But the pattern to the left of the = sign can be more than just a name. For instance
let (a,b) = (42,"foo")
defines both a and b, to be respectively 42 and "foo".
Of course, the types on both sides must match.
Which is the case here: both sides are of type int * string.
The expressions to the right of the = sign can also be elaborated, for instance
let foo =
let temp = String.make 10 'a' in
temp.[2] <- 'b';
temp
defines foo as the string "aabaaaaaaa". (As a side note, it also ensures that temp is local to this code snippet).
Now, let's use both: on the left, a pattern matching values of type unit, and on the right, an expression of type unit:
let () = Printf.printf "Hello world!\n"
Which explains the let () = construct.
Now, about the let _, one simply needs to know that _ can be used in a pattern as a wildcard: it matches values of any type and does not bind any name. For instance
let (a,_) = (42,"foo")
defines a as 42, and discards the value "foo". _ means "I know there is something here and I explicitly say I will not use it, so I don't name it". Here _ was used to match values of type string, but it can match value of any type, like int * string:
let _ = (42,"foo")
which does not define any variable and is not very useful. Such constructs are useful when the right hand side has side effects, like this:
let _ = Printf.printf "Hello world!\n"
which explains the second part of the question.
Practical purposes
Both are used and it's rather a matter of taste whether to use one or the other.

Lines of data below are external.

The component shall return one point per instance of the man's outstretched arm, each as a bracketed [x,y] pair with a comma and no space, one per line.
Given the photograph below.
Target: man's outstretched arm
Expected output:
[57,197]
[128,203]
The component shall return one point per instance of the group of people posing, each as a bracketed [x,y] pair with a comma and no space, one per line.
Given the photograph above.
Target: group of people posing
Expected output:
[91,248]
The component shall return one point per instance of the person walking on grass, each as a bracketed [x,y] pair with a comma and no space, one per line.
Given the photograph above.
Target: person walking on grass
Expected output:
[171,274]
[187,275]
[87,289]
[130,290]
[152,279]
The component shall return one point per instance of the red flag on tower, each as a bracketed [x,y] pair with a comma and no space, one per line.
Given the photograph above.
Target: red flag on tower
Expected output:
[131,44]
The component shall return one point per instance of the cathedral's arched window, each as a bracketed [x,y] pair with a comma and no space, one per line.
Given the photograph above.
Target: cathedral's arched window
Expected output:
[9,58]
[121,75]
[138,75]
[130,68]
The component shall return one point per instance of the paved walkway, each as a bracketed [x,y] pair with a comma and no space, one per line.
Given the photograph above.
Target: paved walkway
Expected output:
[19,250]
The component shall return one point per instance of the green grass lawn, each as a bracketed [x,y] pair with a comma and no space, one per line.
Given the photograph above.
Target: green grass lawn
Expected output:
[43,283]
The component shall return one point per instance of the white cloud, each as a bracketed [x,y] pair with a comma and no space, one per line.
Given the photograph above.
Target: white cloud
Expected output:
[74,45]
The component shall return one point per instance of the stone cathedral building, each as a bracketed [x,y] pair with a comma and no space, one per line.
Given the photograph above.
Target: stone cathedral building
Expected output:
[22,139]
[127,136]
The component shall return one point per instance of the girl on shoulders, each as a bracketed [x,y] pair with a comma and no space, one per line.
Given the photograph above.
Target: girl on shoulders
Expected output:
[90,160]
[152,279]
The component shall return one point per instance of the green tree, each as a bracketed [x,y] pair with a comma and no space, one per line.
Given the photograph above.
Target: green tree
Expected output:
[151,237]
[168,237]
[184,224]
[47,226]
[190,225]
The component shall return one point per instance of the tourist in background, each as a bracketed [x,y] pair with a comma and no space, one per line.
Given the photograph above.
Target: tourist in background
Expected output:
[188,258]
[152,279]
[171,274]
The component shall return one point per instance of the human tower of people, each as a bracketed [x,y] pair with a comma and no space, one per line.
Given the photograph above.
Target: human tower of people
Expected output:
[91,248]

let () = is slightly safer as it has the compiler check that the right hand side is of type unit.
A value of any other type than unit is often a bug.
let _ = is slightly shorter (I've seen this argument). (Note that with an editor that automatically closes parenthesizes, the number of keystrokes is the same ;-)
I'm not an OCaml expert, although let me share something :)
The let in OCaml can represent two things:
The way you can assign variables;
The way you can declare functions or assign functions to names;
Using examples, you can see clearly how it works:
Assigning variables:
# let ten = 10;;
val ten : int = 10
# let hello_world_string = "Hello World";;
val hello_world_string : string = "Hello World"
Declaring functions:
# let sum a b = a+b;;
val sum : int -> int -> int = <fun>
# sum 2 3;;
- : int = 5
So, answering the question the difference between let ()= and let _= is:
At first example, you are declaring a function that doesn't have name, parameters nor instructions that should output an unit. The second example, you aren't assigning to _, that is OCaml's wildcard, any value.
As we can see below, we can define a function, that will be executed immediatly because we won't be able to call it anymore:
# let () = print_string "Hello";;
Hello
Or assign to OCaml's wildcard a type and value, or a function:
# let _ = 10;;
- : int = 10
# let _ = print_string "Maybe I answered your question :) ";;
Maybe I answered your question :) - : unit = ()